Photo repro: Jan Bažant,  'Perseus & Medusa' / Academia
Les autres protagonistes de la légende n’échapperont d’ailleurs pas non plus au sort de Persée. Comme lui, ils font partie de l’imaginaire collectif, ils évoluent avec la société et adoptent les significations symboliques qui reflètent les tendances et les besoins de telle ou telle époque. Même Méduse, cette créature monstrueuse personnifiant le mal, connaîtra avec le temps une grande popularité. Jan Bažant rappelle que les images de sa tête entourée de serpents figurent, au XIVe siècle, même parmi les ornements de la couronne du Saint-Empire romain germanique :

« Lorsque Charles IV a été couronné empereur, il n’avait pas de couronne et ne disposait pas d’insignes du pouvoir impérial. Il a donc fait fabriquer une couronne impériale à Prague et l’a fait orner de gemmes de sa collection. Tandis que seules des pierres précieuses ornent la couronne royale de Bohème, la couronne impériale censée symboliser la continuité avec la Rome antique est ornée de gemmes antiques qui sont les éléments prédominants de sa décoration. Et trois de ces gemmes représentent Méduse. Elles sont placées de telle façon que nous pouvons en déduire qu’il s’agissait probablement d’une intention. »

La mythologie grecque au Moyen Age

Photo repro: Jan Bažant,  'Perseus & Medusa' / Academia
Evidemment, le christianisme au Moyen-Age ne peut pas accepter la mythologie antique dans son ensemble. Le Dieu des chrétiens ne peut pas cohabiter avec les dieux de l’Olympe. Jan Bažant insiste cependant sur le fait que les chrétiens sont malgré tout les héritiers de la civilisation gréco-romaine et de ses mythes qu’ils ont fini par transformer :

« Ce que nous considérons comme la mythologie antique, ce sont les mythes antiques soumis à une réinterprétation. Ils ont été réinterprétés par les chrétiens de façon à pouvoir être réintégrés dans l’horizon culturel. C’est aussi le cas du mythe de Persée. Sa mère Danaé a été interprétée comme étant l’archétype de la Vierge Marie, Persée comme l’archétype de Jésus-Christ. Et dès le XIXe siècle apparaissent des tentatives de faire revivre le mythe païen pour retrouver son sens.
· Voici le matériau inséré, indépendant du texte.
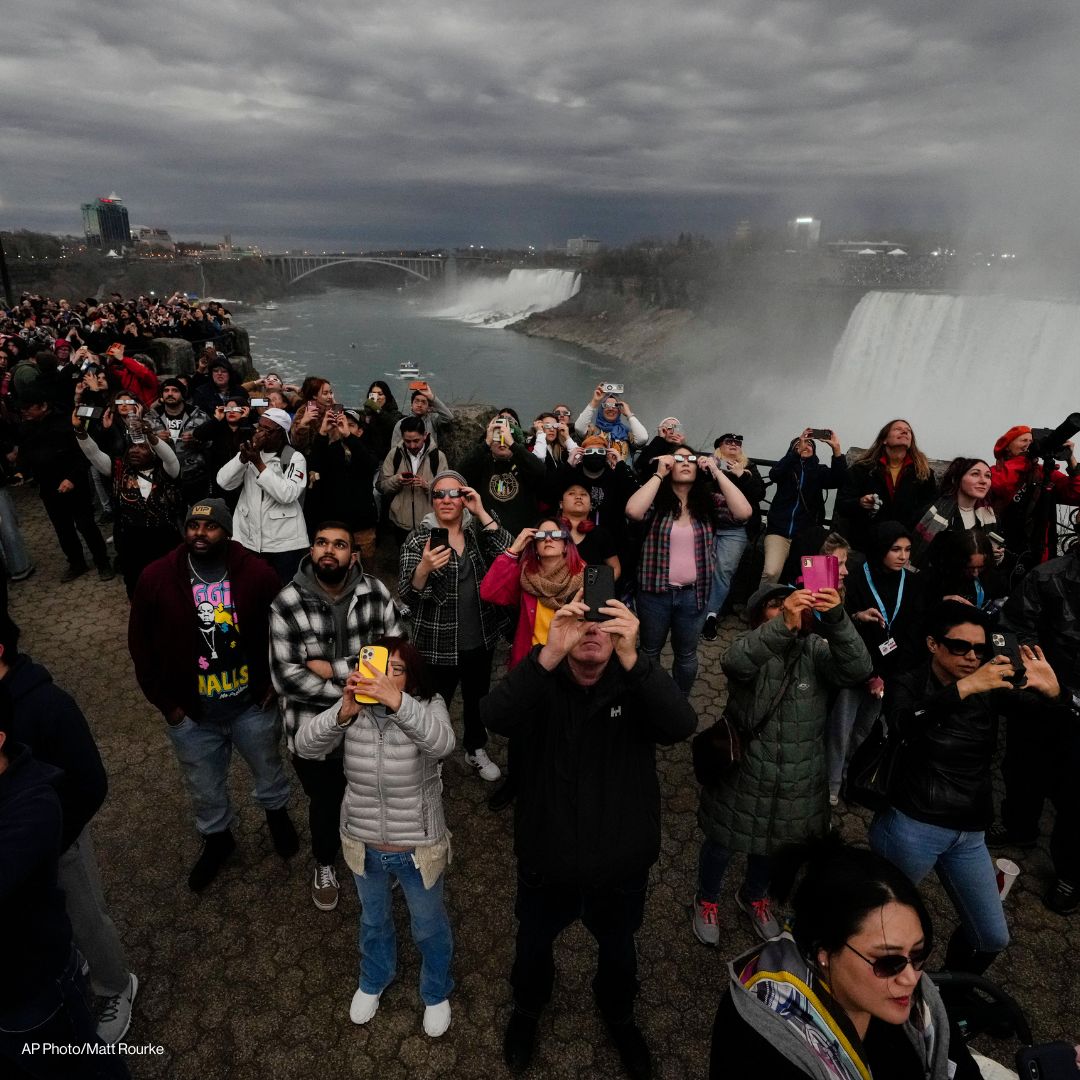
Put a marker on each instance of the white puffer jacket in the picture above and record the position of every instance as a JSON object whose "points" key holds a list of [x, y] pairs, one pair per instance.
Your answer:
{"points": [[392, 768]]}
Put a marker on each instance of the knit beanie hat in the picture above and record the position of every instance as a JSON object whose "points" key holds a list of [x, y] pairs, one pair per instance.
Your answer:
{"points": [[999, 446]]}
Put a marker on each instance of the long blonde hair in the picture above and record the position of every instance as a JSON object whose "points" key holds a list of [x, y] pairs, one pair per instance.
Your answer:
{"points": [[873, 456]]}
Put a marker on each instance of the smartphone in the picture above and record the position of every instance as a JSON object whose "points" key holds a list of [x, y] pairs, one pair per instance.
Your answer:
{"points": [[373, 656], [599, 590], [1006, 644], [820, 571]]}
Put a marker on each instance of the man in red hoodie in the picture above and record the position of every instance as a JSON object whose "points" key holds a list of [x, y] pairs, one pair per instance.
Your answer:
{"points": [[1026, 487]]}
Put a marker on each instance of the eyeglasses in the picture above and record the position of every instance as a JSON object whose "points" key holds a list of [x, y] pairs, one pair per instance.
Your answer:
{"points": [[958, 647], [891, 966]]}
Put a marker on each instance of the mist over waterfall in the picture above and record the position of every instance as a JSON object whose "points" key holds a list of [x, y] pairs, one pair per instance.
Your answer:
{"points": [[962, 369], [496, 302]]}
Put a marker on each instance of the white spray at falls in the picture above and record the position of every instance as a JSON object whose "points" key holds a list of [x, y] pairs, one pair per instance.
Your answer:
{"points": [[498, 301], [962, 369]]}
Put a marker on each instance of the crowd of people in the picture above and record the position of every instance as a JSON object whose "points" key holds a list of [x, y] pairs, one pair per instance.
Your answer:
{"points": [[322, 570]]}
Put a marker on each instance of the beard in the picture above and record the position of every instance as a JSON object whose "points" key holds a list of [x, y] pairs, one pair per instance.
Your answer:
{"points": [[332, 575]]}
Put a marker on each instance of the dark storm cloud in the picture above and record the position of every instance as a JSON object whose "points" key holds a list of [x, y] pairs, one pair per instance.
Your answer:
{"points": [[514, 121]]}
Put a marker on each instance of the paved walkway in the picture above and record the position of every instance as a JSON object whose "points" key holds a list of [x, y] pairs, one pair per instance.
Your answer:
{"points": [[251, 982]]}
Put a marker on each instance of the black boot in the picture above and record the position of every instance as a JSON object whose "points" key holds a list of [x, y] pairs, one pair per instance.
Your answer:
{"points": [[520, 1042], [217, 847], [282, 832]]}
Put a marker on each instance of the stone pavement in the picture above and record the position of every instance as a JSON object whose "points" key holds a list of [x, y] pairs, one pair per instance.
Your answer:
{"points": [[251, 981]]}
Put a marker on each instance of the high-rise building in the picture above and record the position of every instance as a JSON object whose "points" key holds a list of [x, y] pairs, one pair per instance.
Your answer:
{"points": [[804, 232], [105, 221]]}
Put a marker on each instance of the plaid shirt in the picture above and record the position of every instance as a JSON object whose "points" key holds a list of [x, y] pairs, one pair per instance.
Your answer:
{"points": [[433, 610], [653, 570], [301, 629]]}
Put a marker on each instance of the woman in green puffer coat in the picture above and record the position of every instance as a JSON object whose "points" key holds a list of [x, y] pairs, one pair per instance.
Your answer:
{"points": [[779, 793]]}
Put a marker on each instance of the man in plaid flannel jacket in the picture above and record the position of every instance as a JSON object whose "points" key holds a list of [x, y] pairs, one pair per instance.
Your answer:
{"points": [[318, 624]]}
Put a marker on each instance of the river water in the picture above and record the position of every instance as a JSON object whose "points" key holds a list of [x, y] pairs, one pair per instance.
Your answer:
{"points": [[352, 337]]}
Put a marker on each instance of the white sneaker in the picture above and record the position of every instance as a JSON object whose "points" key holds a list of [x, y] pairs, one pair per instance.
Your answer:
{"points": [[363, 1007], [116, 1015], [487, 769], [436, 1020]]}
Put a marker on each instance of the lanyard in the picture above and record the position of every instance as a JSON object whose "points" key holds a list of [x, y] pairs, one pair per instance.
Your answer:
{"points": [[900, 596]]}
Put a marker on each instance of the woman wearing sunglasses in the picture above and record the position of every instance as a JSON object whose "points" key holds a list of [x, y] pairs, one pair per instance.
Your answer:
{"points": [[945, 717], [539, 572], [682, 503], [842, 997], [392, 823]]}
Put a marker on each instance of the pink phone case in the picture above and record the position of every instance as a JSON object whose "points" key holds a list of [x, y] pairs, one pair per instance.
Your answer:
{"points": [[820, 571]]}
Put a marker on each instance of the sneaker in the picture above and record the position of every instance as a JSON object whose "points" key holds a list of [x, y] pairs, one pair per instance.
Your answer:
{"points": [[760, 916], [324, 889], [487, 769], [633, 1050], [436, 1020], [217, 847], [705, 923], [363, 1007], [999, 836], [520, 1042], [283, 833], [116, 1016], [1064, 898]]}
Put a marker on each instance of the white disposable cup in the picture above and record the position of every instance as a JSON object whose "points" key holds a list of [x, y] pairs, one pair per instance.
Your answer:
{"points": [[1008, 872]]}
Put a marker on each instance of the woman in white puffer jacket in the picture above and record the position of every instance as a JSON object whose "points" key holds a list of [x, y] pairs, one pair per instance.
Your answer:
{"points": [[392, 823]]}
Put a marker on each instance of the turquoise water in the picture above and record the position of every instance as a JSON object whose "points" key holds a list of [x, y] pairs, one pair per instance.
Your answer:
{"points": [[352, 337]]}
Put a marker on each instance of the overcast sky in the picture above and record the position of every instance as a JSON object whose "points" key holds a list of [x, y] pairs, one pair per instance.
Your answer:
{"points": [[332, 123]]}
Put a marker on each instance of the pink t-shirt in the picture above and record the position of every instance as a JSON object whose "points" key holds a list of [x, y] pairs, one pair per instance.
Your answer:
{"points": [[684, 566]]}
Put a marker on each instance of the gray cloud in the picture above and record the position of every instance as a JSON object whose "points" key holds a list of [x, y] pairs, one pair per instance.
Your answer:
{"points": [[513, 122]]}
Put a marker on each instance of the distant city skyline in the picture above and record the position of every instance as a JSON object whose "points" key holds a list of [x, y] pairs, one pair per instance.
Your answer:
{"points": [[336, 126]]}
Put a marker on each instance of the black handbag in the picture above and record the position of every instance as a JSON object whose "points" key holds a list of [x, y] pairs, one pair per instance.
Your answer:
{"points": [[872, 768], [717, 751]]}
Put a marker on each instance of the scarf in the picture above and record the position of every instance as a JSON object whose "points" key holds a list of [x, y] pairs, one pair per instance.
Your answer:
{"points": [[552, 591]]}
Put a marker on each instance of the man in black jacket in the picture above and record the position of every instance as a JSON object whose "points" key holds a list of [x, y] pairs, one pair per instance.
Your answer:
{"points": [[1047, 609], [49, 720], [586, 825]]}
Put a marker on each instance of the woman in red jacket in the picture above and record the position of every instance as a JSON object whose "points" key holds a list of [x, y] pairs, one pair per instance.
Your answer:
{"points": [[539, 572]]}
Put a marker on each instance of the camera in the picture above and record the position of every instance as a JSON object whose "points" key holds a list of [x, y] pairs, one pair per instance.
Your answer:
{"points": [[1050, 443]]}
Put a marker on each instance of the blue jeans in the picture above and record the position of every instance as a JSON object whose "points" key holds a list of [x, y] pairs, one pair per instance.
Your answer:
{"points": [[205, 750], [728, 545], [675, 611], [431, 927], [853, 715], [11, 537], [963, 866], [713, 862]]}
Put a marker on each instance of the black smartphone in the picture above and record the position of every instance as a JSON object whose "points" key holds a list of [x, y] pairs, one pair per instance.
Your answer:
{"points": [[1006, 644], [599, 590]]}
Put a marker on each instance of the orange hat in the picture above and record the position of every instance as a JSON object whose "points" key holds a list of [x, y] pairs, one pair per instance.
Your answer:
{"points": [[999, 446]]}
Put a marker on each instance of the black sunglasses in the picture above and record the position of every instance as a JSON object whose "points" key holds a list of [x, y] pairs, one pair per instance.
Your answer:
{"points": [[958, 647], [891, 966]]}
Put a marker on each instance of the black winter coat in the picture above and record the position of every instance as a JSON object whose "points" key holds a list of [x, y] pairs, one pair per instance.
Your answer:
{"points": [[588, 810]]}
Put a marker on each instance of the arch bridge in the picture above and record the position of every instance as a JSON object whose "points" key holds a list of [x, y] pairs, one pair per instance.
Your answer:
{"points": [[292, 268]]}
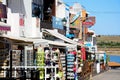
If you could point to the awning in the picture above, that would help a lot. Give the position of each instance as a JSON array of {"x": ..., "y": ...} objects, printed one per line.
[
  {"x": 60, "y": 36},
  {"x": 4, "y": 27},
  {"x": 49, "y": 42},
  {"x": 17, "y": 39}
]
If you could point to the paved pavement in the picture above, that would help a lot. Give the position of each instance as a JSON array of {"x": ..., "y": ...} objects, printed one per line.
[{"x": 113, "y": 74}]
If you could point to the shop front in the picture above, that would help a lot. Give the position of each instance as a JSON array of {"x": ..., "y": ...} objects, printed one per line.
[{"x": 16, "y": 54}]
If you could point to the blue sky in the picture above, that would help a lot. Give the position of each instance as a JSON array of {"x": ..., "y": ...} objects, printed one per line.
[{"x": 107, "y": 13}]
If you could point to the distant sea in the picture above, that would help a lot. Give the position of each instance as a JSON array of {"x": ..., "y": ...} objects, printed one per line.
[{"x": 115, "y": 58}]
C’est aussi la raison pour laquelle le mythe intéressait tellement certains artistes du XXe siècle qui ont représenté Persée, Méduse et d’autres personnages à maintes reprises. »

Le devoir du mythe

Photo repro: Jan Bažant,  'Perseus & Medusa' / Academia
Dans les arts, le mythe de Persée s’est donc révélé être une source d’inspiration extrêmement fertile. Le livre de Jan Bažant réunit des centaines d’images et de photos représentant les œuvres qui en ont été inspirées. Persée, Méduse, Andromède, Danaé et Pégase n’ont jamais cessé de stimuler la fantaisie des artistes et de refléter leur monde intérieur. La Renaissance, l’âge baroque, les XIXe et XXe siècles ont donné à la culture mondiale d’innombrables statues, tableaux, fresques, tapisseries et autres œuvres offrant inlassablement de nouvelles visions et interprétations de ces vieux mythes. Ceux-ci figurent sur les toiles de grands peintres romantiques mais aussi sur celles de Picasso, ils apparaissent sur les plafonds des palais baroques mais également sur les tableaux surréalistes.

De nos jours, Persée est un héros de cinéma et des jeux vidéo, et la tête de Méduse est un des symboles les plus fréquents qui sert de logotype à une centaine d’entreprises, parmi lesquelles la célèbre maison de haute couture Versace. Une évolution qui amène Jan Bažant à la conclusion suivante :

« Nous sommes témoins de la renaissance du mythe parce que celui-ci marie ce qui est fortuit et accidentel avec l’éternité. Comme nous vivons dans un monde en perpétuel changement, il est devenu de plus en plus important pour nous d’ancrer notre civilisation quelque part. Et c’est là le devoir du mythe. »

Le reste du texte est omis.